Serving Whitman County since 1877

The Bonfire of the Democrats

If Democrats are held to their own standards, then all three embattled state officials in the Commonwealth of Virginia should resign.

Even if Gov. Ralph Northam didn't appear in blackface in an image in his medical-school yearbook, he confessed to once darkening his face as part of a Michael Jackson costume.

Attorney General Mark Herring, who called Northam's conduct indefensible, also used blackface once. Meanwhile, Lt. Gov. Justin Fairfax has been accused of sexual assault.

If ever wearing blackface -- even in the 1980s, as both Northam and Herring did -- is a career-ender, and if we are supposed to "believe all women," then all three Democrats have to go.

Virginia is an indication of an inflamed and unforgiving Democratic mood that will define the party's battle for the 2020 presidential nomination.

Democrats are about to embark on the first "woke" primary, a gauntlet of political correctness that will routinely wring abject apologies out of candidates and find fault in even the most sure-footed. The passage of time will be no defense. Nor the best of intentions. Nor anything else.

Any lapses will be interpreted through the most hostile lens, made all the more brutal by the competition of a large field of candidates vying for the approval of a radicalized base.

Being a progressive hero of long-standing doesn't afford any protection. Consider Elizabeth Warren. She certainly deserves all the grief she gets for her laughable identification of herself over the years as an American Indian. But for the identity-politics left, her fault runs deeper.

After taking a DNA test to prove her (distant) Native American ancestry, she stood accused, in the words of a member of a tribe in South Dakota, of "privileging non-indigenous definitions of being indigenous."

According to The New York Times, she had also tread "too far into the fraught area of racial science -- a field that has, at times, been used to justify the subjugation of racial minorities and Native Americans."

Yes, Warren stood exposed as implicitly in league with the oppressors of Native Americans -- and here she had just wanted Donald Trump to stop calling her Pocahontas. She apologized, and presumably will keep on doing it as long as she's running.

It's a season of apologies. When candidate Kirsten Gillibrand went on "The Rachel Maddow Show," the MSNBC host hit her for having in the past used the term "illegal alien," although it was standard and technically correct usage. Gillibrand allowed that she was embarrassed by her past positions on immigration.

In every presidential campaign, candidates have to explain and backfill to get with the party's latest program. What will make this so much more intense for Democrats is the belief that even past mistakes involving the choice of words or symbolism are affirmatively injurious of other people. And that such mistakes represent deep sins to be repented of.

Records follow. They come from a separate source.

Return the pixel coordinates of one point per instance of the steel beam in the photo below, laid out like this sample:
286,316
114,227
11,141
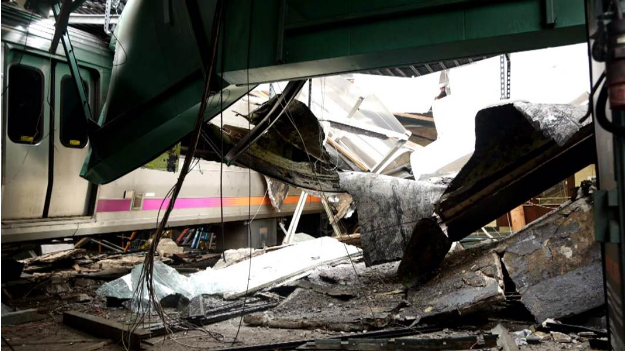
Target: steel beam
81,18
61,14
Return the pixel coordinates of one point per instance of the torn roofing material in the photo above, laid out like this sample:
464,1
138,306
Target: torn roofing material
521,149
388,210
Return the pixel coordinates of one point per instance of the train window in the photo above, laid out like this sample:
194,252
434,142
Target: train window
73,121
25,120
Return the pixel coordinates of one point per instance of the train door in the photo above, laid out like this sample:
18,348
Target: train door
71,195
26,129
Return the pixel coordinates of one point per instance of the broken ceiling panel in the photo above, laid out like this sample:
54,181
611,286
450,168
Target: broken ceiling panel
276,159
388,210
358,122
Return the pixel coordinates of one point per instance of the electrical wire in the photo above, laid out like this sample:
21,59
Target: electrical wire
249,177
288,115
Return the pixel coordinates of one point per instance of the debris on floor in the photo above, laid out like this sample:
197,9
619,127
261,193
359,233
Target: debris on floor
267,270
388,210
555,262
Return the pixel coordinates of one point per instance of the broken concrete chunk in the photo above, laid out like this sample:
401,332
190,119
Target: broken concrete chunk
560,337
521,149
555,262
505,342
457,289
427,248
388,210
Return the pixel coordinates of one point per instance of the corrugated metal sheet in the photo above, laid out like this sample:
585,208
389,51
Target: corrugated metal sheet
423,69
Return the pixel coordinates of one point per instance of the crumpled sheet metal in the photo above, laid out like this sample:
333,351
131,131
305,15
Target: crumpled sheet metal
231,282
388,211
558,122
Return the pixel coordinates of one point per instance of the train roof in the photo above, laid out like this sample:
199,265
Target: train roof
31,32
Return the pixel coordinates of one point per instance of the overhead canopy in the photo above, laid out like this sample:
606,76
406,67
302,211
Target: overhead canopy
157,81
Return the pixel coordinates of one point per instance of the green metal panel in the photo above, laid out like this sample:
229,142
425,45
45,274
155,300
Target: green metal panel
156,87
329,37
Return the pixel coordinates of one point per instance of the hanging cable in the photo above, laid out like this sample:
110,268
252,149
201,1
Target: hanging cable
147,272
249,177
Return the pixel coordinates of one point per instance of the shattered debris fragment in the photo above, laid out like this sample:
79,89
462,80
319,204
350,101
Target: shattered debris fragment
232,282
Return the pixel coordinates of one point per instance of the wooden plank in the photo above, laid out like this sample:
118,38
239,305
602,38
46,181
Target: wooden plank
101,327
415,116
517,216
23,316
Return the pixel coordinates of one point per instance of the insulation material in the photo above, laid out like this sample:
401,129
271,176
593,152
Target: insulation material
231,282
388,210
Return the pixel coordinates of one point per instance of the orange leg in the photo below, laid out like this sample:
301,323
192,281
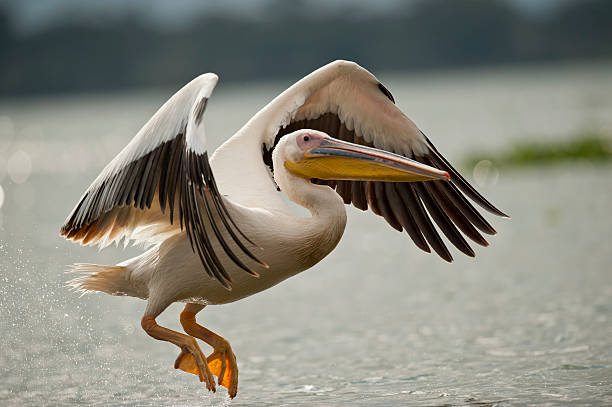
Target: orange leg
189,350
222,362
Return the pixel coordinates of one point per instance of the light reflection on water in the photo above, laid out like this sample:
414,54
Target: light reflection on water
377,322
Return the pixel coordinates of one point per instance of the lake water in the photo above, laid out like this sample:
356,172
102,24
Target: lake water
377,323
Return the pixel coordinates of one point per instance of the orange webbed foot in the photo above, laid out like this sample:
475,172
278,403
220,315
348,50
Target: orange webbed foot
190,363
222,363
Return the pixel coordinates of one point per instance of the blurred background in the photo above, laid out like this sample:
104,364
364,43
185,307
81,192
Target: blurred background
516,93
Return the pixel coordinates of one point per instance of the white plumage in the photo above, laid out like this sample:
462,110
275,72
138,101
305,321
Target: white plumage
219,229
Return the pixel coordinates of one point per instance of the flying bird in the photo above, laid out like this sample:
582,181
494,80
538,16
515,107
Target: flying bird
218,228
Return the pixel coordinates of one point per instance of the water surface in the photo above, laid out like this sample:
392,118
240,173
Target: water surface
377,323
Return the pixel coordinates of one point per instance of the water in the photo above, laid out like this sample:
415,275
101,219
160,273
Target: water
377,323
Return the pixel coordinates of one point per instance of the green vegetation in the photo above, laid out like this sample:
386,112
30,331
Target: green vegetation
588,146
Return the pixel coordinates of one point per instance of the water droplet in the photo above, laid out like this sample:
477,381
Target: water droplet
19,167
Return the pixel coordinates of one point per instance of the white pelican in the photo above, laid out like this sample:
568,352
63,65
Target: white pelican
217,239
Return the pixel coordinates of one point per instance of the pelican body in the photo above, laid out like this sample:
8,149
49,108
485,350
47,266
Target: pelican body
220,230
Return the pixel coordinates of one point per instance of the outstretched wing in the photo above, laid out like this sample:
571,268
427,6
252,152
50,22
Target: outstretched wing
160,184
347,102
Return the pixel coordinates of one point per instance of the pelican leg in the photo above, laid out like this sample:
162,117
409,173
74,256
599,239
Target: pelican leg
191,354
222,362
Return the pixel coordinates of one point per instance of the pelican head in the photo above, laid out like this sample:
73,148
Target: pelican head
313,154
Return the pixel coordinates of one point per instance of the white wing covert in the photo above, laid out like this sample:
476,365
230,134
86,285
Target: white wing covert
163,170
347,102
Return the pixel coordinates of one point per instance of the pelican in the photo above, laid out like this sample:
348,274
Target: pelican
218,229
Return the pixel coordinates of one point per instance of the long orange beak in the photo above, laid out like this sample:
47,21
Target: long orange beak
335,159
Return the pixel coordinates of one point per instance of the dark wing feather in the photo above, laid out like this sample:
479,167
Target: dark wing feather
410,206
181,178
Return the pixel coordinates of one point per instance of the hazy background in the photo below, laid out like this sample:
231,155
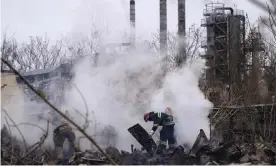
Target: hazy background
56,18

Even Kamala Harris, who calls racism, sexism and transphobia matters of "national security," isn't safe. She was once a prosecutor, after all. Reviewing her record, a New York Times op-ed writer said that "she needs to radically break with her past."

Who doesn't? No one will be woke enough to emerge from this process unscathed.

(Rich Lowry is editor of the National Review.)

(c) 2018 by King Features Synd., Inc.